My Broken Pipes

During the 26th century BC, a surprisingly advanced sewage system was built by the Indus Valley civilization, one that allowed every house to have its own private well, and even its own flush toilet. Yes, flush toilets – one of the symbols of modern civilization isn’t as modern as you’d think. And, along with the benefits of civilization, the people from the Indus Valley also discovered something else: the costs of broken pipes repair, and the ordeal of finding a good plumber when your house is flooded, and the stress of having to repair structural damage caused by leaking water. And ever since, we’ve all had to deal with such issues.

There are a lot of reasons why pipes break. Some cannot be prevented, such as the usual wear and tear, or faulty materials, or simply the age of the pipes – all objects break down, eventually. In many other cases, accidents can be prevented – for instance, making sure that there’s no water left before the temperatures drop below freezing, or providing adequate insulation.
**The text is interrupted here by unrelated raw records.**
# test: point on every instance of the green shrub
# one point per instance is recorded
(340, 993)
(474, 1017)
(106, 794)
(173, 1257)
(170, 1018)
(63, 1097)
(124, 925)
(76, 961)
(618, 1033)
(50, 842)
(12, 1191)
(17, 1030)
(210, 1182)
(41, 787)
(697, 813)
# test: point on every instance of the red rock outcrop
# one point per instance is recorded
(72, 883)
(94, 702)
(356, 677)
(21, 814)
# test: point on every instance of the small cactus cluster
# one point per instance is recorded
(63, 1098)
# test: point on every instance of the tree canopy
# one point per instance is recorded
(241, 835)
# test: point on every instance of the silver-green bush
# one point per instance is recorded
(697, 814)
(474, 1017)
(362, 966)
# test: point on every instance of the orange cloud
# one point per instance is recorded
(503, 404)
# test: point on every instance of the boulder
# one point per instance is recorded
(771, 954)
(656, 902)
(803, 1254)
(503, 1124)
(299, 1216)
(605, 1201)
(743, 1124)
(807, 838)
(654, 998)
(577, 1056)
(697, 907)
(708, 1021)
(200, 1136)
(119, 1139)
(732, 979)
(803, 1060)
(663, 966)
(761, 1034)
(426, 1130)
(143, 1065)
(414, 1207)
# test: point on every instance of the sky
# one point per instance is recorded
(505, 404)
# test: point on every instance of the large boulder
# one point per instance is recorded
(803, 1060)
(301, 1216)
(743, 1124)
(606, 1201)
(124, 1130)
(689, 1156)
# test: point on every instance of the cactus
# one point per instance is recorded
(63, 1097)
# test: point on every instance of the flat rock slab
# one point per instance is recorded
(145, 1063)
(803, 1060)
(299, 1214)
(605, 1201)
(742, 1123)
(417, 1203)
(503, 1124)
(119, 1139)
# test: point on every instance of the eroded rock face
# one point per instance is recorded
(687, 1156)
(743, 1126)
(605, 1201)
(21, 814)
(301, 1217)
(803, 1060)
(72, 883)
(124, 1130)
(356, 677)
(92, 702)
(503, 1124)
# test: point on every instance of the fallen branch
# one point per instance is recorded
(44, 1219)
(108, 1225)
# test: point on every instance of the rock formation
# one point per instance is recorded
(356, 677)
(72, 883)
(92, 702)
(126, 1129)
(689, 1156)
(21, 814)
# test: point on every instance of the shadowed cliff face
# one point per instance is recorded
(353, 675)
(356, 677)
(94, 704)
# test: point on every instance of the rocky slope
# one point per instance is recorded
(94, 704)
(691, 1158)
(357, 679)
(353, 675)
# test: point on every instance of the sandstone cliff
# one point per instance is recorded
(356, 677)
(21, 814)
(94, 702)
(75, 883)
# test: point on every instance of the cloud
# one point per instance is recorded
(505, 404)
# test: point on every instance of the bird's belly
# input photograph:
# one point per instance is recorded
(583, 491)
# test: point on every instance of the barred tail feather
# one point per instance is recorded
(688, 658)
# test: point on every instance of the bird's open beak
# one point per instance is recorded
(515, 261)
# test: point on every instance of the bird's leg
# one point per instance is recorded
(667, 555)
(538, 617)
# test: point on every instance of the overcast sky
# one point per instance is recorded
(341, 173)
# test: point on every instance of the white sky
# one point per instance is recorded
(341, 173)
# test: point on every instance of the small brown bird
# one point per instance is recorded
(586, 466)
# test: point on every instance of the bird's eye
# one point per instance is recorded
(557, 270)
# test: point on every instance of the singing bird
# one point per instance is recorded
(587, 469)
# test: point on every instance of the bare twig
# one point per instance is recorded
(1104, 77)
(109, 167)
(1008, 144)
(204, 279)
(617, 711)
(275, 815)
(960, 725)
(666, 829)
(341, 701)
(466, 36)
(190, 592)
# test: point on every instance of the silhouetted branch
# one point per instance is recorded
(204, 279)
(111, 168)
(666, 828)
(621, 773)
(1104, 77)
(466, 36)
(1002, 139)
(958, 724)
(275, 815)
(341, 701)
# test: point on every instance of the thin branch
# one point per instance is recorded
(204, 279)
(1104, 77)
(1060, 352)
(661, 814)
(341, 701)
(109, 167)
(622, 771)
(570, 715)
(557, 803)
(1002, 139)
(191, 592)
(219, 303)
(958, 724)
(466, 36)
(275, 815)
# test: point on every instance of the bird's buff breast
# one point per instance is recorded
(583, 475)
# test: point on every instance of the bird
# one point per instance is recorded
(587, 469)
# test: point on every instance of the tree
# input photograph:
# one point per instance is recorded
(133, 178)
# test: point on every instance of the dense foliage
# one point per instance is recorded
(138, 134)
In any case, broken pipes have to be repaired immediately. Even small leaks can cause massive damage, and, if you fear the plumber’s bill, you should also think that you may end up repainting walls, replacing floors, throwing away carpets and furniture – if you don’t take care of this problem in due time.

It’s quite likely that you will have to deal with faulty pipes at some point in your life – we humans need water, and water flows through pipes, so there’s no avoiding them. Estimates say that 1 in 3 Americans have suffered losses due to water damage, and many more narrowly avoided the losses by identifying the problem in time.

If the issue appears to be minor, many home owners are tempted to undertake the repair works themselves. In most cases, this turns out to be a very bad idea, and only increases the risks and the damage. It takes a lot of experience and practice to deal with such issues, and improper materials or improvised connections will almost always backfire. In addition, you may also forfeit the insurance coverage, if you attempt to do the repairs yourself, instead of calling a professional to handle things properly.

Which brings up another important issue: insurance may, or may not cover broken pipes, depending on the type of policy you have. Reading the fine print is annoying, but lots of people fail to understand exactly what’s covered by their insurer, and end up paying hefty amounts for the repair of broken pipes. Frequently, the insurance policy covers the water damage, but not the actual replacement of the broken pipe. In some cases, the insurer will require proof that you took the proper prevention measures, and insulated the pipes according to the existing standards.

So, you should provide proper maintenance for the pipes, and you should check your insurance policy carefully – and, above all,  you should inquire about a good plumber, and keep his contact details at hand. When pipes burst, you don’t have the time to research and ask for references, so having a good and reliable contact is essential.